4. Tried to customize my dsl plugins, by making my dsl not depend on JDT
NOTHING HELPED SO FAR !!!!!!!!!!!!!!!!!
----------------------- 1. GRAMMAR --------------------------------
I have a complex grammar, that does not contains left recursive rues. So it seems to be ok, only some parts are too long. Should I split them somehow?
some samples and print screens attached:
AndExpression returns ConstantExpression
: ShiftExpression ({AndExpression.left=current} "&" right=ShiftExpression)*
;
AdditiveExpression returns ConstantExpression
: MultiplicativeExpression ({AdditiveExpression.left=current} additionKind+=AdditionKind right=MultiplicativeExpression)*
;
EnumInt returns EnumDefinition
: "enum" "{" enumList+=EnumItem ("," enumList+=EnumItem)* "}"
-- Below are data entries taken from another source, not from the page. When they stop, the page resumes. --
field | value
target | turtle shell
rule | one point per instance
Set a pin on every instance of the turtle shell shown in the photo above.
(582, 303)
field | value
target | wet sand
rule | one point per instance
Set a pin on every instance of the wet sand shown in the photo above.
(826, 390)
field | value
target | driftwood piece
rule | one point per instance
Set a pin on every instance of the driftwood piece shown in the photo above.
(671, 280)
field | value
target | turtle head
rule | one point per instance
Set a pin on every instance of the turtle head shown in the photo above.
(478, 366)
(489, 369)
name=DSLID/(withString?="string")?
;
FuntionParameter
: funtionKind=FunctionKind type=DSLType (byKey?="bykey")? (byDefinition?="bydefinition")?
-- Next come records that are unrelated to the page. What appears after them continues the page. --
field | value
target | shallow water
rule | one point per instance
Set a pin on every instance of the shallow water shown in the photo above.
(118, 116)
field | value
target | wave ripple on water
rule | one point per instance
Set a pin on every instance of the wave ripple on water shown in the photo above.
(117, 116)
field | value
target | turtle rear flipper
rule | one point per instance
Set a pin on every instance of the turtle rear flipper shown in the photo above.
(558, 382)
(parametername=DSLRelaxedID)? (dimensions+=Dimension)* (noTrace?="notrace")? ";"
;
My grammar has 812 lines, and I do not get warnings as it has Left Recursive rules. What other optimization can be used for a xtext grammar?
//---------------------2. HOW TO CREATE XTEXT workflow that will avoid triggering different listeners and observers that are time and memory consuming in main thread?-----------------------
My last version used
// Java API to access grammar elements (required by several other fragments)
fragment = grammarAccess.GrammarAccessFragment auto-inject {}
// generates Java API for the generated EPackages
fragment = ecore.EMFGeneratorFragment auto-inject {}
// Serializer 2.0
fragment = serializer.SerializerFragment auto-inject {
generateStub = false
}
// a custom ResourceFactory for use with EMF
fragment = resourceFactory.ResourceFactoryFragment auto-inject {
fileExtensions = file.extensions
}
// The antlr parser generator fragment.
fragment = parser.antlr.ex.rt.AntlrGeneratorFragment auto-inject {
options = {
ignoreCase = true
}
}
// generates a more lightweight Antlr parser and lexer tailored ...
fragment = parser.antlr.ex.ca.ContentAssistParserGeneratorFragment auto-inject {
options = {
ignoreCase = true
}
}
// java-based API for validation
fragment = validation.JavaValidatorFragment auto-inject {
// composedCheck = "org.eclipse.xtext.validation.ImportUriValidator"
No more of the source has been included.